First, let’s see how big of a sample we will require to find a medium (d=0.5) sized effect. Let’s say that we want to be extra sure in our results, so we will find the sample size that gives us 95% power to find an effect if it’s there:
paired_power <- pwr.t.test(d=0.5, power=0.95, type='paired', alternative='greater')
paired_power
##
## Paired t test power calculation
##
## n = 45
## d = 0.5
## sig.level = 0.05
## power = 0.95
## alternative = greater
##
## NOTE: n is number of *pairs*
Now let’s generate a dataset with the required number of subjects:
subject_id <- seq(paired_power$n)
# we code the tests as 0/1 so that we can simply
# multiply this by the effect to generate the data
test_id <- c(0,1)
repeat_effect <- 5
noise_sd <- 5
subject_means <- rnorm(paired_power$n, mean=100, sd=15)
paired_data <- crossing(subject_id,test_id) %>%
mutate(subMean=subject_means[subject_id],
score=subject_means +
test_id*repeat_effect +
rnorm(paired_power$n, mean=noise_sd))
Let’s perform a paired t-test on these data. To do that, we need to separate the first and second test data into separate variables, which we can do by converting our long data frame into a wide data frame.
paired_data_wide <- paired_data %>%
spread(test_id, score) %>%
rename(test1=`0`,
test2=`1`)
glimpse(paired_data_wide)
## Observations: 44
## Variables: 4
## $ subject_id <int> 1, 2, 3, 4, 5, 6, 7, 8, 9, 10, 11, 12,…
## $ subMean <dbl> 116, 95, 103, 91, 97, 91, 89, 97, 99, …
## $ test1 <dbl> 121, 108, 102, 94, 105, 111, 110, 89, …
## $ test2 <dbl> 104, 101, 102, 107, 108, 101, 157, 126…
Now we can pass those new variables into the t.test()
function:
paired_ttest_result <- t.test(paired_data_wide$test1,
paired_data_wide$test2,
type='paired')
paired_ttest_result
##
## Welch Two Sample t-test
##
## data: paired_data_wide$test1 and paired_data_wide$test2
## t = -1, df = 73, p-value = 0.2
## alternative hypothesis: true difference in means is not equal to 0
## 95 percent confidence interval:
## -10.5 2.3
## sample estimates:
## mean of x mean of y
## 108 112
This analysis is a bit trickier to perform using the linear model, because we need to estimate a separate intercept for each subject in order to account for the overall differences between subjects. We can’t do this using lm()
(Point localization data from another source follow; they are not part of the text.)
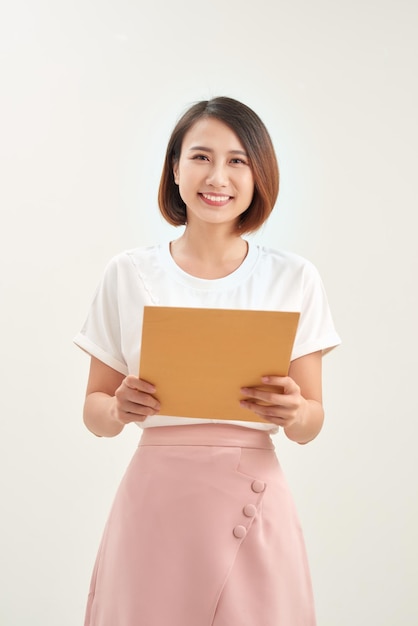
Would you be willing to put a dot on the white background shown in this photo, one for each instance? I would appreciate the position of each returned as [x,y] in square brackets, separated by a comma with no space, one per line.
[89,92]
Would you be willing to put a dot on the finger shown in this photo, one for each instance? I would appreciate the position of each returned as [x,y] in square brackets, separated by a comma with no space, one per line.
[268,395]
[133,382]
[267,411]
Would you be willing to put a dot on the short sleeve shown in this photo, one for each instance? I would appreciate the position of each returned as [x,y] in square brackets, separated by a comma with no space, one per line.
[316,330]
[100,335]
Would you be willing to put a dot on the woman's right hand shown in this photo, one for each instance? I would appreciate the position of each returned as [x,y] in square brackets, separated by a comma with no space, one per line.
[134,400]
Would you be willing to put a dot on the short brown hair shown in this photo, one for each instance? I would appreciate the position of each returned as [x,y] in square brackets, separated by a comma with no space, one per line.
[256,140]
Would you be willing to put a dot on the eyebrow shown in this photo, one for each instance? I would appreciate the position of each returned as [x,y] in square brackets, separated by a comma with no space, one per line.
[205,149]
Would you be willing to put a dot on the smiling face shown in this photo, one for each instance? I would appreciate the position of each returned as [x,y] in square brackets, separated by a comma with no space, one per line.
[213,173]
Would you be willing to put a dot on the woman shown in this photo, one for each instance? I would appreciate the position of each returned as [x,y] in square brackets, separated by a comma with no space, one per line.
[203,530]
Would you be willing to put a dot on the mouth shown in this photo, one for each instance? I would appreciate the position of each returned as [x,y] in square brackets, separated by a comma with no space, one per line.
[215,199]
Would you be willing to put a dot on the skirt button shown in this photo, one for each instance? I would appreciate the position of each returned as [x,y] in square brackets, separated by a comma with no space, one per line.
[250,510]
[239,532]
[258,486]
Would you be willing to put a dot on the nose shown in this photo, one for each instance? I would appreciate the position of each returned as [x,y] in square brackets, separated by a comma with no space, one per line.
[217,176]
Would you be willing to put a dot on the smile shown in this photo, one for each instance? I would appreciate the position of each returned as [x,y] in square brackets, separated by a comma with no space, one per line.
[217,199]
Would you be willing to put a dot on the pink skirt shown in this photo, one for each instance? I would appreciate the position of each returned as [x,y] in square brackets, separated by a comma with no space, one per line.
[203,532]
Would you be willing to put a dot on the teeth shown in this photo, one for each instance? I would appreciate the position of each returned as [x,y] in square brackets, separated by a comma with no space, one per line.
[215,198]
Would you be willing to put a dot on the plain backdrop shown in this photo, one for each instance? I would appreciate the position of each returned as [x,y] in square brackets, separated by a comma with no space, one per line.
[89,92]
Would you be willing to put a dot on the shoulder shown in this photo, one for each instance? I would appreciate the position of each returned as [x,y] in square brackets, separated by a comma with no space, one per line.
[284,260]
[133,258]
but we can do it using a function called lmer()
from the lme4
package. To do this, we need to add (1|subject_id)
to the formula, which tells lmer()
to add a separate intercept (“1”) for each value of subject_id
.
paired_test_lmer <- lmer(score ~ test_id + (1|subject_id),
data=paired_data)
summary(paired_test_lmer)
## Linear mixed model fit by REML. t-tests use Satterthwaite's method [
## lmerModLmerTest]
## Formula: score ~ test_id + (1 | subject_id)
## Data: paired_data
##
## REML criterion at convergence: 719
##
## Scaled residuals:
## Min 1Q Median 3Q Max
## -2.5424 -0.6214 -0.0929 0.7349 2.9793
##
## Random effects:
## Groups Name Variance Std.Dev.
## subject_id (Intercept) 0 0.0
## Residual 228 15.1
## Number of obs: 88, groups: subject_id, 44
##
## Fixed effects:
## Estimate Std. Error df t value Pr(>|t|)
## (Intercept) 107.59 2.28 86.00 47.26 <2e-16 ***
## test_id 4.12 3.22 86.00 1.28 0.2
## ---
## Signif. codes: 0 '***' 0.001 '**' 0.01 '*' 0.05 '.' 0.1 ' ' 1
##
## Correlation of Fixed Effects:
## (Intr)
## test_id -0.707
## convergence code: 0
## boundary (singular) fit: see ?isSingular
This gives a similar answer to the standard paired t-test. The advantage is that it’s more flexible, allowing us to perform repeated measures analyses, as we will see below.